Stop, said the good part. Stay, said the loyal part—the part that had once told a lie in a burning stairwell because it was the only way to keep a rope of people moving. She stayed.

Seven.

The thread snapped.

The glow pinched out like a wick between two fingers. Her arms dropped where they were. The flesh-heart, suddenly unyoked from the Light's work, stumbled—a skipped beat, then another—before finding a slow, trudging cadence. Her breath, which had been obedient, forgot its count for one small, terrifying space and then remembered.

Mama breathed in, then out in a better rhythm, the cough no longer crouched at the end of the exhale. The warm trace Lili had left along her chest lasted the length of a lullaby note and then dimmed to ordinary.

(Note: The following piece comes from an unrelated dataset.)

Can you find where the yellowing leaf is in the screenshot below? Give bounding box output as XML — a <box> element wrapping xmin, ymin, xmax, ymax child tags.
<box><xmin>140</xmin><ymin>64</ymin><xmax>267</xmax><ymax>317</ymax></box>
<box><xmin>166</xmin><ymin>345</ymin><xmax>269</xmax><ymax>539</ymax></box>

Lili meant to count eight. She meant to lift her hands away, to see if Mama's forehead felt less like river stone. She meant to whisper good in whatever language would come.

Instead, the room tilted once, as if the whole house had shifted on its foundations to make room for her falling, and the world narrowed to a safe, dark hallway with a light too far away to reach. She fell toward it very gently, in the bright middle of seven, with her mouth half-open on a sound that might have been sorry, or sofa, or just the start of a breath she hadn't earned yet.

On the step, a rooster shifted his feet twice and decided the bed was a wall and he was a watchman. In the rafters, the thatch ticked as if counting for her. The fire lifted and settled, keeping the time the three hearts had tried to make agree—Mama's, Lili's flesh one, and the small, brave one that had spent itself for the night.